Depressionen/Selbstmordgedanken und -handlungen

Sind vorhanden bei den folgenden typischen Gefühlen und Symptomen:

  • Nichts geht mehr, nichts erfreut mich
  • alles , was ich bisher geleistet habe, ist  nicht gut
  • ich kann nicht mehr einschlafen, nicht durchschlafen, nur noch schlafen
  • ich kann mich zu nichts mehr aufraffen, ich schminke mich nicht, ich reduziere die tägliche Körperpflege bzw. gebe sie vollkommen auf
  • ich schaffe es nicht, aufzustehen, in die Schule zu gehen
  • ich kann niemanden anrufen und/oder um Hilfe fragen
  • ich kann mich nicht mehr konzentrieren
  • ich habe keinen Hunger mehr, nichts schmeckt mir gut
  • ich sehe keinen Sinn mehr in meinem Leben
  • ich will (so) nicht mehr leben

Wir wollen Ihrem Kind bzw. Jugendlichen zeitnah Gelegenheit geben, einen Raum für das Aussprechen eigener Gefühle zu erhalten und auch nach eigenen Möglichkeiten und Ressourcen suchen, um diese zu entwickeln. Die Unterstützung bei der Strukturierung des Alltages durch einen Aktivitätenplan und begleitete  Tätigkeiten sind  neben den Gesprächen häufig ein sinnvoller Schritt. Über das Erleben eigener Aktivitäten kann die Erfahrung vermittelt werden, das Leben wieder in die Hand  nehmen zu können.  Mittun statt Mitleid stehen hier im Vordergrund. Hierbei wollen wir Sie auch als Eltern unterstützen.
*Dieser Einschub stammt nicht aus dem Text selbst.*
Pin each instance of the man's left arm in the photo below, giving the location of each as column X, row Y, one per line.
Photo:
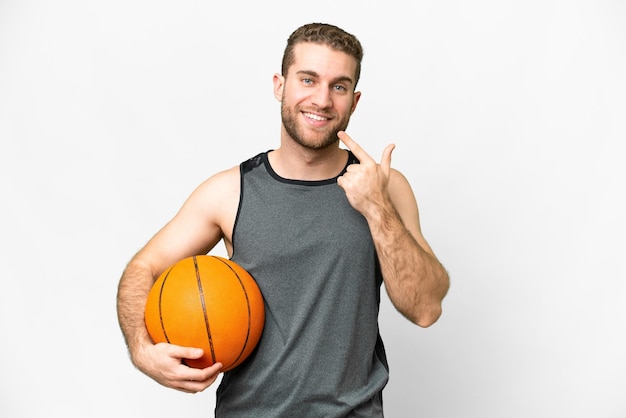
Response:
column 415, row 280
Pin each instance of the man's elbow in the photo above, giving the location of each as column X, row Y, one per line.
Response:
column 428, row 317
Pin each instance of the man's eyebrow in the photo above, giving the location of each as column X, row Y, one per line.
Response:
column 335, row 80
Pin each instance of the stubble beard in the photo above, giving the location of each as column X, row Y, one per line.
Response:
column 317, row 140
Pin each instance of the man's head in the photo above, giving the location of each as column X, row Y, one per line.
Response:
column 324, row 34
column 317, row 87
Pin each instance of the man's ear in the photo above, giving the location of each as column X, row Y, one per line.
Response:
column 279, row 84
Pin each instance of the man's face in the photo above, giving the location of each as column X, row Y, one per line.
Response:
column 317, row 95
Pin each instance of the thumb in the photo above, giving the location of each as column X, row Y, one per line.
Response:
column 177, row 351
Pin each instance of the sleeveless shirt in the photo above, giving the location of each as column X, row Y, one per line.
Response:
column 312, row 255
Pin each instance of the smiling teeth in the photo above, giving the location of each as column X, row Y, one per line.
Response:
column 315, row 117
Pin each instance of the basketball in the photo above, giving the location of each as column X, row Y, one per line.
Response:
column 207, row 302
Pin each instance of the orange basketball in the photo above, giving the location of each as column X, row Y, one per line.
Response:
column 207, row 302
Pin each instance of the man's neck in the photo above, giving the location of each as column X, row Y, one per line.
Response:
column 294, row 162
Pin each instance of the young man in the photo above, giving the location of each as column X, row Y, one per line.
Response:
column 320, row 228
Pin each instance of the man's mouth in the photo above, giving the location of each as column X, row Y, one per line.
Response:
column 315, row 117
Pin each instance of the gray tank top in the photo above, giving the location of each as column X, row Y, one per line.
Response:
column 312, row 255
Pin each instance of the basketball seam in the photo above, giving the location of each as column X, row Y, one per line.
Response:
column 245, row 292
column 204, row 311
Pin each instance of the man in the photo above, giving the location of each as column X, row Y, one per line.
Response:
column 320, row 228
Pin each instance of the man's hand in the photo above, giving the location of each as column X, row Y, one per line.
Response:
column 366, row 183
column 164, row 363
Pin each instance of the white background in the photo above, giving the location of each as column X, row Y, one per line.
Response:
column 509, row 118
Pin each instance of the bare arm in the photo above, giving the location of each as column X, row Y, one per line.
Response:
column 415, row 280
column 203, row 220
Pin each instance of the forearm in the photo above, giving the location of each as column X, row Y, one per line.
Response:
column 133, row 291
column 415, row 280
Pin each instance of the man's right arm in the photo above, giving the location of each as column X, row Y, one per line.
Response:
column 204, row 219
Es kann sinnvoll sein, auch eine Medikation einzunehmen, die stabilisiert, ohne den Antrieb zu dämpfen, um den Lebensaufgaben (Schule, Ausbildung) nachzukommen und den Anschluss nicht zu verlieren. In Einzelfällen muss aufgrund der Eigengefährdung eine sofortige stationäre Behandlung in der  Kinder- und Jugendpsychiatrie erfolgen, um die Grundlage des Lebens aufrechtzuerhalten. Gerne nehmen wir im Anschluss in Absprache mit den Kollegen in der Klinik die Behandlung ambulant wieder auf.